Memorandum: Defendant was convicted following a jury trial of two counts of attempted murder in the first degree (Penal Law §§ 110.00, 125.27 [1] [a] [i]), two counts of burglary in the first degree (§ 140.30 [1], [2]), attempted robbery in the first degree (§§ 110.00, 160.15 [2]), criminal possession of a weapon in the second degree (§ 265.03), and resisting arrest (§ 205.30), and he now appeals from a resentence with respect to that conviction. County Court originally sentenced defendant to, inter alia, concurrent determinate terms of 10 years’ imprisonment for the counts of burglary, attempted robbery, and criminal possession of a weapon, and we affirmed the judgment of *1401conviction (People v Woods, 284 AD2d 995 [2001], lv denied 96 NY2d 926 [2001]). The sentencing court failed, however, to impose periods of postrelease supervision as required by Penal Law § 70.45 (1). To remedy that Sparber error (see Correction Law § 601-d; People v Sparber, 10 NY3d 457, 465 [2008]), the court resentenced defendant prior to the completion of his sentence to the same terms of imprisonment and imposed the requisite periods of postrelease supervision (see Penal Law § 70.45 [1]).

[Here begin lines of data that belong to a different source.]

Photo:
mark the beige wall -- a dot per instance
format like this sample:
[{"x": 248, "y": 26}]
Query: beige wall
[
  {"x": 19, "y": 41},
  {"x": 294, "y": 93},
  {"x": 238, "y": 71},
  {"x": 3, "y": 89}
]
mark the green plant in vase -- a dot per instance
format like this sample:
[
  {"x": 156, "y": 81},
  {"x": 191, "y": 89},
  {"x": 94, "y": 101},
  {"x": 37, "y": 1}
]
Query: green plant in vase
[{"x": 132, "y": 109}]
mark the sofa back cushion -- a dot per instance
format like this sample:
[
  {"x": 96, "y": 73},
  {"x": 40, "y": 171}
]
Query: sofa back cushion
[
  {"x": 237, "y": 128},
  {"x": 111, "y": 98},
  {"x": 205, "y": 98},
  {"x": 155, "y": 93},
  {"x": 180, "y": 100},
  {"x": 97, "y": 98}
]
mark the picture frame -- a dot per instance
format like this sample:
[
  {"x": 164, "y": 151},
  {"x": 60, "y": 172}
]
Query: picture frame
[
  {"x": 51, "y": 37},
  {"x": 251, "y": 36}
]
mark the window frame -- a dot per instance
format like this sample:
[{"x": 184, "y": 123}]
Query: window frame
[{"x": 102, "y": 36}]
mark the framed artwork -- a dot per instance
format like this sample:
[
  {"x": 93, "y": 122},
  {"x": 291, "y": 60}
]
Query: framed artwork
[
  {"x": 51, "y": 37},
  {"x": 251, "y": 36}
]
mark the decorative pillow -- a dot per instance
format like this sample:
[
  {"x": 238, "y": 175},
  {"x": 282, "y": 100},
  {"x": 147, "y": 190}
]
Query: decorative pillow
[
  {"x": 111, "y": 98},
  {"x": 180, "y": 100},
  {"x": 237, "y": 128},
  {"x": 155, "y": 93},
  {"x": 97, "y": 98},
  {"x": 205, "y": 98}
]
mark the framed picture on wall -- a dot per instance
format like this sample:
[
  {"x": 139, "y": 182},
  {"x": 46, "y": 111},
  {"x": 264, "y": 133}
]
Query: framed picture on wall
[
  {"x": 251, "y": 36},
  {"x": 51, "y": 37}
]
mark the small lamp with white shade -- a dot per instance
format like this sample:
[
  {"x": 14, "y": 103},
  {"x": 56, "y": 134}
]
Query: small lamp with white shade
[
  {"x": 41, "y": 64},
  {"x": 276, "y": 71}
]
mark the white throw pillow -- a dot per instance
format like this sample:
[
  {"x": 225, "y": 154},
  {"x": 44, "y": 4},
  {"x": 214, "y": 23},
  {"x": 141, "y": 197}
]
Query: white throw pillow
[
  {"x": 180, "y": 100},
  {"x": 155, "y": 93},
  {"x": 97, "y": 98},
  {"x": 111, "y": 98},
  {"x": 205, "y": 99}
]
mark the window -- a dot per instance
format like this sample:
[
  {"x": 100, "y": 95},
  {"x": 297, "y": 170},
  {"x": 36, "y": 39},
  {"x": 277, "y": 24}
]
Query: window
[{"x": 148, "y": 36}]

We reject defendant’s contention that the court abused its discretion when it imposed the periods of postrelease supervision. In the absence of the People’s consent, the court was required to impose the mandatory periods of postrelease supervision (see Penal Law § 70.85; People v Williams, 14 NY3d 198, 213 [2010], cert denied 562 US —, 131 S Ct 125 [2010]; People v Wright, 85 AD3d 1316, 1316 [2011]).
Defendant failed to preserve for our review his contention that the court abused its discretion in failing to order an updated presentence report prior to resentencing. The record demonstrates that “[defendant did not request that the court order an updated presentence report or otherwise object to sentencing in the absence of such a report” (People v Stachnik, 101 AD3d 1590, 1592 [2012], lv denied 20 NY3d 1104 [2013]; see People v Lard, 71 AD3d 1464, 1465 [2010], lv denied 14 NY3d 889 [2010]). In any event, defendant’s contention is without merit because “the decision whether to obtain an updated report at resentencing is a matter resting in the sound discretion of the sentencing Judge” (People v Kuey, 83 NY2d 278, 282 [1994]).
Defendant also failed to preserve for our review his contentions that his due process rights were violated, i.e., that he did not receive notice that he was a “designated person” under Correction Law § 601-d (1), and that there was an “unreasonable delay” between his original sentencing and the resentencing (CPL 380.80 [1]; see generally People v Smikle, 112 AD3d 1357, 1358 [2013], lv denied 22 NY3d 1141 [2014]). We decline to exercise our power to review those contentions as a matter of discretion in the interest of justice (see CPL 470.15 [3] [c]).
Finally, defendant’s contention that he was denied effective assistance of counsel is unreviewable to the extent that it involves matters outside the record (see generally People v Robinson, 221 AD2d 1029, 1029 [1995]). To the extent that the record permits review of his claims of ineffective assistance of counsel, we conclude that they are without merit (see generally People v Caban, 5 NY3d 143, 152 [2005]; People v Baldi, 54 *1402NY2d 137, 147 [1981]). It is well settled that the “failure to make a motion or [an objection] that has little or no chance of success ... is not ineffective” (People v Dashnaw, 37 AD3d 860, 863 [2007], lv denied 8 NY3d 945 [2007] [internal quotation marks omitted]), and defendant otherwise has failed to show the absence of strategic or other legitimate explanations for defense counsel’s alleged shortcomings (see generally People v Benevento, 91 NY2d 708, 712 [1998]).
Present — Scudder, RJ., Smith, Peradotto, Carni and Sconiers, JJ.